Let $X$ be a discrete random variable with the shifted geometric distribution with parameter $p$.


Then the variance of $X$ is given by:

$\var X = \dfrac {1 - p} {p^2}$


Proof 1

From the definition of Variance as Expectation of Square minus Square of Expectation:

$\var X = \expect {X^2} - \paren {\expect X}^2$

From Expectation of Function of Discrete Random Variable:

$\displaystyle \expect {X^2} = \sum_{x \mathop \in \Img X} x^2 \, \map \Pr {X = x}$


To simplify the algebra a bit, let $q = 1 - p$, so $p + q = 1$.


Thus:

\(\ds \expect {X^2}\) \(=\) \(\ds \sum_{k \mathop \ge 0} k^2 p q^{k - 1}\) Definition of Shifted Geometric Distribution, with $p + q = 1$
\(\ds \) \(=\) \(\ds \sum_{k \mathop \ge 1} k^2 p q^{k - 1}\) The term in $k=0$ is zero, so we change the limits
\(\ds \) \(=\) \(\ds \sum_{k \mathop \ge 1} k \paren {k + 1} p q^{k - 1} - \sum_{k \mathop \ge 1} k p q^{k - 1}\) splitting sum up into two
\(\ds \) \(=\) \(\ds \sum_{k \mathop \ge 1} k \paren {k + 1} p q^{k - 1} - \frac 1 p\) Second term is Expectation of Shifted Geometric Distribution
\(\ds \) \(=\) \(\ds p \frac 2 {\paren {1 - q}^3} - \frac 1 p\) Derivative of Geometric Sequence: Corollary
\(\ds \) \(=\) \(\ds \frac 2 {p^2} - \frac 1 p\) putting $p = 1 - q$ back in and simplifying


Then:

\(\ds \var X\) \(=\) \(\ds \expect {X^2} - \paren {\expect X}^2\)
\(\ds \) \(=\) \(\ds \frac 2 {p^2} - \frac 1 p - \frac 1 {p^2}\) Expectation of Shifted Geometric Distribution: $\expect X = \dfrac 1 p$
\(\ds \) \(=\) \(\ds \frac 1 {p^2} - \frac 1 p\)
\(\ds \) \(=\) \(\ds \frac {1 - p} {p^2}\)

$\blacksquare$


Proof 2

From Variance of Discrete Random Variable from PGF, we have:

$\var X = \map {\Pi''_X} 1 + \mu - \mu^2$

where $\mu = \expect X$ is the expectation of $X$.

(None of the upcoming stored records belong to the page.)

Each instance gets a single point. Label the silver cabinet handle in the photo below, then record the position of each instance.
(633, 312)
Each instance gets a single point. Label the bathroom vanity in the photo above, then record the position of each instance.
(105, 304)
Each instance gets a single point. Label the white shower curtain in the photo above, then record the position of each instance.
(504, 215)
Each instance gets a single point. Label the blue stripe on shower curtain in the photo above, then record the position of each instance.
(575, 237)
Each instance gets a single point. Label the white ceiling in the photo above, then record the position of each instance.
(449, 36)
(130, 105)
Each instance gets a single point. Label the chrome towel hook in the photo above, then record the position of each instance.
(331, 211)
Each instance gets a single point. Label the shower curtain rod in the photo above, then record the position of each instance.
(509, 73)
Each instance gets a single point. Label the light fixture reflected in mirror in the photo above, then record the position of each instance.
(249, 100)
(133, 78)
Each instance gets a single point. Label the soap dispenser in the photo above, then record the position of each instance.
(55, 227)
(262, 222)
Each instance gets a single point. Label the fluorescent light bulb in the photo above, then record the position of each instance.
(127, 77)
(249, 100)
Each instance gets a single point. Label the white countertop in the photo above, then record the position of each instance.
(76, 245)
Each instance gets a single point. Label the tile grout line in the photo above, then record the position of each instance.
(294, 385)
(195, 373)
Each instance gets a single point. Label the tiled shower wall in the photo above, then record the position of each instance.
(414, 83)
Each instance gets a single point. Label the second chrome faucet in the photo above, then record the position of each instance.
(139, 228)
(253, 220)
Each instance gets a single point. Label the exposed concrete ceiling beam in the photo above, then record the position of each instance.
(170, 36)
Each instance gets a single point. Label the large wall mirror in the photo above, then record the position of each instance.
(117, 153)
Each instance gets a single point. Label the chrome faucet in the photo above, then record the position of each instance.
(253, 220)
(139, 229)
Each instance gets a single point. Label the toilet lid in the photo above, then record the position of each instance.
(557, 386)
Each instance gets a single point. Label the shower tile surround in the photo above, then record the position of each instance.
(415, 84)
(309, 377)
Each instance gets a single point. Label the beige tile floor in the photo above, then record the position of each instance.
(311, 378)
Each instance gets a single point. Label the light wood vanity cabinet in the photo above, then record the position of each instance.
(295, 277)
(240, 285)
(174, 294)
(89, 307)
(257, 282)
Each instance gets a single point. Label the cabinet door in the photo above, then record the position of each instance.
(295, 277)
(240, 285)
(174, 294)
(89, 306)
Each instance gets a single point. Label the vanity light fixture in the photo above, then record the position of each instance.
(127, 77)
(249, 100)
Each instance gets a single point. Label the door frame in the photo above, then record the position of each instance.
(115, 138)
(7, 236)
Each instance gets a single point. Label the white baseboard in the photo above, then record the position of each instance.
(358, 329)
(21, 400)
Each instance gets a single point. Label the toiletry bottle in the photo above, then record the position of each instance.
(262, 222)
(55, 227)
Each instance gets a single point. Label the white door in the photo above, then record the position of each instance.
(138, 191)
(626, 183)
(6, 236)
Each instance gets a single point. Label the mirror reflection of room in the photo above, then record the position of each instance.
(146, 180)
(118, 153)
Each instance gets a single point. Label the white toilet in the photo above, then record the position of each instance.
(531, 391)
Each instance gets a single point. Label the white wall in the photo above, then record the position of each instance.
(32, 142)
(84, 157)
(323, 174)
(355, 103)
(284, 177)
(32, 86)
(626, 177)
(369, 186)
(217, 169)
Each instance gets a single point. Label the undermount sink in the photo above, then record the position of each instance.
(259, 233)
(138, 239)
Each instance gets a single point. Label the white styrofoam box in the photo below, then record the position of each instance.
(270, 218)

From the Probability Generating Function of Shifted Geometric Distribution, we have:

$\map {\Pi_X} s = \dfrac {p s} {1 - q s}$

where $q = 1 - p$.


From Expectation of Shifted Geometric Distribution, we have:

$\mu = \dfrac 1 p$


From Derivatives of PGF of Shifted Geometric Distribution, we have:

$\map {\Pi''_X} s = \dfrac {p q} {\paren {1 - q s}^3}$


Putting $s = 1$ using the formula $\map {\Pi''_X} 1 + \mu - \mu^2$:

$\var X = \dfrac {p q} {\paren {1 - q}^3} + \dfrac 1 p - \paren {\dfrac 1 p}^2$

and hence the result, after some algebra.

$\blacksquare$